The CLA market is expanding, according to a 2007 Frost & Sullivan report, which said the global market is forecast to reach revenues of US$109.9 million in 2013. Key players in the market include Lipid Nutrition with its Clarinol ingredient and Cognis with its Tonalin ingredient.

Cheese – ewe decide

Researchers, led by Francesco Sofi, recruited 10 subjects with an average age of 51.5 and randomly assigned them to consume a diet containing 200 grams per week of cheese from ewe’s milk (pecorino cheese), naturally rich in CLA, or cheese from cow’s milk (placebo), for 10 weeks.

Sofi and his co-workers report that consumption of the CLA-rich ewe’s cheese produced significant reductions in inflammatory markers, including a 43 per cent reduction in interleukin-6 (IL-6), a 36 per cent reduction in IL-8, and a 40 per cent reduction in tumour necrosis factor-alpha (TNF-alpha). No significant changes were observed following 10 weeks of placebo, they added.

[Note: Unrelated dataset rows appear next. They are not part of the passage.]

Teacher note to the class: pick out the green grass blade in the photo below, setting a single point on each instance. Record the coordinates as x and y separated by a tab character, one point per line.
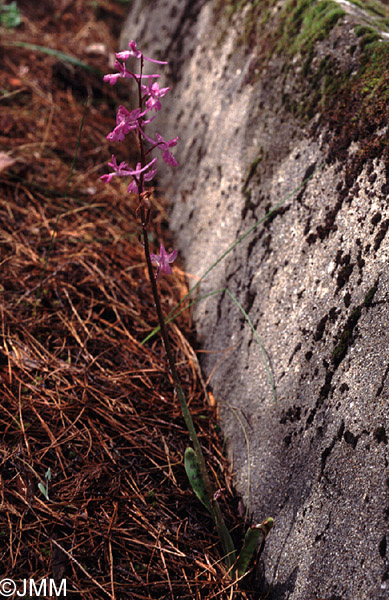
264	355
196	480
231	248
167	320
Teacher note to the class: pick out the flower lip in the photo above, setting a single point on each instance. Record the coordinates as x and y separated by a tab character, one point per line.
163	260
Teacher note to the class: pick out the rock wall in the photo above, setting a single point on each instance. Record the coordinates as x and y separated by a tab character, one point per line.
267	98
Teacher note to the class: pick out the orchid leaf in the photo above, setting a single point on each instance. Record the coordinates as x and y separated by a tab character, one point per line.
251	539
196	480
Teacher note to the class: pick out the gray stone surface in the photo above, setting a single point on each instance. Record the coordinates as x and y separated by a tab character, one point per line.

Furthermore, a 10 per cent reduction in the extent of platelet aggregation, induced by arachidonic acid, was observed for the CLA-cheese group, compared to placebo.

“CLAs have been previously reported to attenuate inflammatory cytokine expression in animals and humans, and it has been recently reported that they are able to inhibit the expression of cytokine-induced adhesion molecules on endothelial and smooth muscle cells,” wrote the researchers.

“Thus, it is conceivable to hypothesise that CLAs are able to attenuate the atherosclerotic process through inhibition of the initiating inflammatory cytokines, such as those measured in our study, as well as through inhibition of the stress signalling cascades these cytokines elicit,” they added.